Thursday , December 12, 2024

Image Exchanges Look to Volume Jumps Now That Check 21 Is Law

The fledgling networks that traffic electronic check images rather than paper checks are looking for bigger volumes now that the Check Clearing for the 21st Century Act, popularly known as Check 21, has finally become law. “Now everyone's jumping on the bandwagon,” says Mark Craig, general manager of Endpoint Exchange, Oklahoma City. Many banks were waiting for Check 21 to take effect before acting, Craig says, and now they're seeking out connections to image exchanges. Endpoint Exchange, which Milwaukee-based processor Metavante Corp. acquired this summer, is trading 260,000 images a day, up from 140,000 six months ago, for some 3,500 members that have gone live so far.

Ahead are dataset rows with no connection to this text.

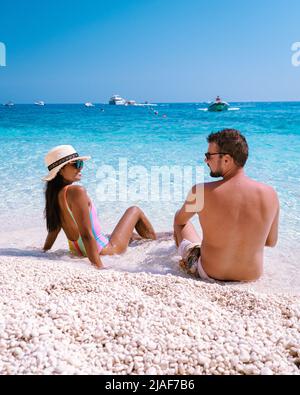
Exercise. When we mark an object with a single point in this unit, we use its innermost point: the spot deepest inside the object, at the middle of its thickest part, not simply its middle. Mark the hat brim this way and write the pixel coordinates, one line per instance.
(53, 173)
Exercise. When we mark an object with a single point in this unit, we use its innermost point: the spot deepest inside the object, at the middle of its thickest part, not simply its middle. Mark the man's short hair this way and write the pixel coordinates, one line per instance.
(232, 142)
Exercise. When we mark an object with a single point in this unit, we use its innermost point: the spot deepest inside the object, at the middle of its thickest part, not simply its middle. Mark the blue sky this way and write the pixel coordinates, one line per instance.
(71, 51)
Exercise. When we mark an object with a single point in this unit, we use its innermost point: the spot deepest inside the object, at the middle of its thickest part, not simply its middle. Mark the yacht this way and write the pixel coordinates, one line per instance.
(130, 103)
(117, 100)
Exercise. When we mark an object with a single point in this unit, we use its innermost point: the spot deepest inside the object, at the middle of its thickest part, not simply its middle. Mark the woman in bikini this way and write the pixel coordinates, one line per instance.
(69, 207)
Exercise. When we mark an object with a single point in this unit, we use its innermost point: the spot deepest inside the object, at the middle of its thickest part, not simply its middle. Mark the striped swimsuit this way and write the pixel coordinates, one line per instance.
(77, 247)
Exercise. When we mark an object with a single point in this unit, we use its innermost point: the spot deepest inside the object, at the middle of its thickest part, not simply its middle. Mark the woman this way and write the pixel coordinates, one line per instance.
(68, 207)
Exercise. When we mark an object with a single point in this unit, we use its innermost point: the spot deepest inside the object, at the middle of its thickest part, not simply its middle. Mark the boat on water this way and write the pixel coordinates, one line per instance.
(117, 100)
(218, 105)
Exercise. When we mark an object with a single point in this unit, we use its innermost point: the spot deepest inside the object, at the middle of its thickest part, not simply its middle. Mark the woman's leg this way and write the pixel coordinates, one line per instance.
(134, 218)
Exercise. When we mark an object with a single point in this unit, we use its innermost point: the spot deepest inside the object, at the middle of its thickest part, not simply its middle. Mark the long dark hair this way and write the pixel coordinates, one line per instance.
(52, 210)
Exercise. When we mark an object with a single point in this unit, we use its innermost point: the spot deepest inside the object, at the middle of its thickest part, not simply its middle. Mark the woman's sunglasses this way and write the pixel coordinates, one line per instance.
(78, 164)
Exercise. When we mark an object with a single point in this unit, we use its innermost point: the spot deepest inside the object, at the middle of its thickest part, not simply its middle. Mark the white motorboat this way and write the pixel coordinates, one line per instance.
(117, 100)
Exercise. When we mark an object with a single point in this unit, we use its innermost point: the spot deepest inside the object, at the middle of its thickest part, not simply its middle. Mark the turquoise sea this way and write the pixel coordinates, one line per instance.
(176, 136)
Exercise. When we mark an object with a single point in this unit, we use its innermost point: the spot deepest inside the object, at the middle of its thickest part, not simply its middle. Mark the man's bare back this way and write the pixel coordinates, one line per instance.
(239, 218)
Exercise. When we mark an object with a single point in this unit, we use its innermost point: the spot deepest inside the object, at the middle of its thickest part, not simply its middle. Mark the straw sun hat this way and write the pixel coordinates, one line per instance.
(58, 157)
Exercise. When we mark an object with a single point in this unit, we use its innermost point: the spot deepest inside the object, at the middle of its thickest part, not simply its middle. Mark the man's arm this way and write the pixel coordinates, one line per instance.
(273, 234)
(52, 236)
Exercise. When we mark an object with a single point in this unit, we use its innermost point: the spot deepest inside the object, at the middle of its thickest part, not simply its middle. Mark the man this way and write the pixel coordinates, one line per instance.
(238, 219)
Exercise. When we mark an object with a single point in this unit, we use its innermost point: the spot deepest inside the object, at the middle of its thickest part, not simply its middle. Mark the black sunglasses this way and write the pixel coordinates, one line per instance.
(208, 155)
(78, 164)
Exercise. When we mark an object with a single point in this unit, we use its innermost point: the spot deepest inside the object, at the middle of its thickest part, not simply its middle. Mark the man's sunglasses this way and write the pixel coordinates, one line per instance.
(208, 155)
(78, 164)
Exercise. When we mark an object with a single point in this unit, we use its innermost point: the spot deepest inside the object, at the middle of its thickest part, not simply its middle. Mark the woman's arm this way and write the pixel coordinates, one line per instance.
(52, 236)
(79, 204)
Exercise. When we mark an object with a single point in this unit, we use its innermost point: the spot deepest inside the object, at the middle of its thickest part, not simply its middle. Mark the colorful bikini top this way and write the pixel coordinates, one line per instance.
(77, 247)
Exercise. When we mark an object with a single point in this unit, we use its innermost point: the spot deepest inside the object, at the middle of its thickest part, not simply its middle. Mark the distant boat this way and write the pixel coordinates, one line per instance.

Craig expects Check 21 to double that volume by year's end. On top of that traffic, he says, are items destined to be image replacement documents?paper printouts of images that, because of Check 21, must be accepted by paying banks as the legal equivalent of paper checks. Currently the exchange is handling just over 2,000 IRDs per day, but Craig expects that number to climb to 250,000 by the end of the year. Endpoint Exchange was the only national image exchange in operation until August, when a network built by New York-based Small Value Payments Co. (SVPCo.) went live, trading images between Key Bank and J.P. Morgan Chase & Co. An SVPCo. spokeswoman says the exchange so far is still limited to a “small number of images” between these two institutions, which are testing back-office operations. “It seems to be working really well,” she says. The company won't project year-end volume, nor will it reveal a schedule for bringing institutions live on the network, but the spokeswoman says it looks to 2005 as the year it commercializes its service. SVPCo. serves 19 owner-member institutions, which together control more than 60% of all commercial-bank deposits in the U.S. Check 21, which took effect last week (Digital Transactions News, Oct. 28), confers on so-called substitute checks the same legal status as the checks themselves. Although the law doesn't address image exchange, the swapping of substitute checks, known in banking circles as IRDs, is expected to encourage the growth of these networks since IRDs are derived from images. Also, IRDs are widely seen as a short-term bridge to full-scale image exchange for banks that aren't yet prepared to receive images.